Mixture-of-Experts (MoE) models have recently gained steam in achieving the
state-of-the-art performance in a wide range of tasks in computer vision and
natural language processing. They effectively expand the model capacity while
incurring a minimal increase in computation cost during training. However,
deploying such models for inference is difficult due to their large model size
and complex communication pattern. In this work, we provide a characterization
of two MoE workloads, namely Language Modeling (LM) and Machine Translation
(MT) and identify their sources of inefficiencies at deployment.
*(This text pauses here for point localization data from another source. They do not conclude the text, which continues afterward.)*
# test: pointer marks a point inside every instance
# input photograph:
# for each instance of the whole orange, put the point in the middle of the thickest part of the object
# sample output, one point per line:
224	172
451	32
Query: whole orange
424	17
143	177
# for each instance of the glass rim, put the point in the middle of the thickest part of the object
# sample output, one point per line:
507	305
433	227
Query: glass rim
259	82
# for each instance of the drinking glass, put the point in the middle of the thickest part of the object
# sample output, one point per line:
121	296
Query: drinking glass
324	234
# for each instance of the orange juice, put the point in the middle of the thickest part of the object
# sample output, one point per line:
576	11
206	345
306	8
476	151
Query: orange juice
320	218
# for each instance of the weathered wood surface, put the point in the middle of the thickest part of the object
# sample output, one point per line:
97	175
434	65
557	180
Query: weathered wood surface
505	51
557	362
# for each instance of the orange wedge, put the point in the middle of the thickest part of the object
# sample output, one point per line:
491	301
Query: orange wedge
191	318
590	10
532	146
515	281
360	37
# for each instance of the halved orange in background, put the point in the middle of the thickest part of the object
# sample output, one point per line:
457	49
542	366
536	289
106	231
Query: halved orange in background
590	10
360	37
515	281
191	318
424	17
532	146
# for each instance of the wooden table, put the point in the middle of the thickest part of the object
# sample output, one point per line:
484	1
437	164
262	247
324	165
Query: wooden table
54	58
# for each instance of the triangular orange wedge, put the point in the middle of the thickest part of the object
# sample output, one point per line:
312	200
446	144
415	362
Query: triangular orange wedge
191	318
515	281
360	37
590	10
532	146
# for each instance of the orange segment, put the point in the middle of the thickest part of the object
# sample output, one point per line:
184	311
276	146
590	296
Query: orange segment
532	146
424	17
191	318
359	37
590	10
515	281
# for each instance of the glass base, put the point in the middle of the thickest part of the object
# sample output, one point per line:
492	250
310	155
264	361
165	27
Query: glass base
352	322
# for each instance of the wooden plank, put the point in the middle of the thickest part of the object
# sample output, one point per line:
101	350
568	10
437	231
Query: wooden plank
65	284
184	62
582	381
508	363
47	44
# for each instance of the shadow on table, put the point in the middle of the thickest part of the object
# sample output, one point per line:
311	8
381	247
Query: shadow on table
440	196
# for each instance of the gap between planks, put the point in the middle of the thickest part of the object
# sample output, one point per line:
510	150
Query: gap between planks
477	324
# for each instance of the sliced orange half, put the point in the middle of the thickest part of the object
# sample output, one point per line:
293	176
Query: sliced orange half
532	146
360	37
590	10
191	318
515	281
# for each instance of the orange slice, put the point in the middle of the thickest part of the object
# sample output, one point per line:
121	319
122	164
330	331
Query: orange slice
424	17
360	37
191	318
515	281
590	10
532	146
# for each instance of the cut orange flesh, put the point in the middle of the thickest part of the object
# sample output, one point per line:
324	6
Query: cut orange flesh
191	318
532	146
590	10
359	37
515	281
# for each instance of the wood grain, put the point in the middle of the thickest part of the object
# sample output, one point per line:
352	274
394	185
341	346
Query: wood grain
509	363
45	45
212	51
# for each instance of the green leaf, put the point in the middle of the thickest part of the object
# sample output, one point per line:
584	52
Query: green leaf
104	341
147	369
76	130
We propose three optimization techniques to mitigate sources of
inefficiencies, namely (1) Dynamic gating, (2) Expert Buffering, and (3) Expert
load balancing. We show that dynamic gating improves execution time by
1.25-4$\times$ for LM, 2-5$\times$ for MT Encoder and 1.09-1.5$\times$ for MT
Decoder. It also reduces memory usage by up to 1.36$\times$ for LM and up to
1.1$\times$ for MT. We further propose Expert Buffering, a new caching
mechanism that only keeps hot, active experts in GPU memory while buffering the
rest in CPU memory. This reduces static memory allocation by 1.47$\times$. We
finally propose a load balancing methodology that provides additional
robustness to the workload. The code will be open-sourced upon acceptance.

本文提出了三种 Mixture-of-Experts （MoE）模型的优化技术，分别为动态门控、专家缓存和专家负载均衡，其中动态门控技术可以在多达 5 倍的性能提升的同时减少 GPU 内存的使用，而专家缓存技术可以通过只在 GPU 内存中缓存热门专家来减少最高可达 1.47 倍的静态内存分配。这些技术能够提高该 MoE 模型的效率并使得其更容易部署到实际应用中。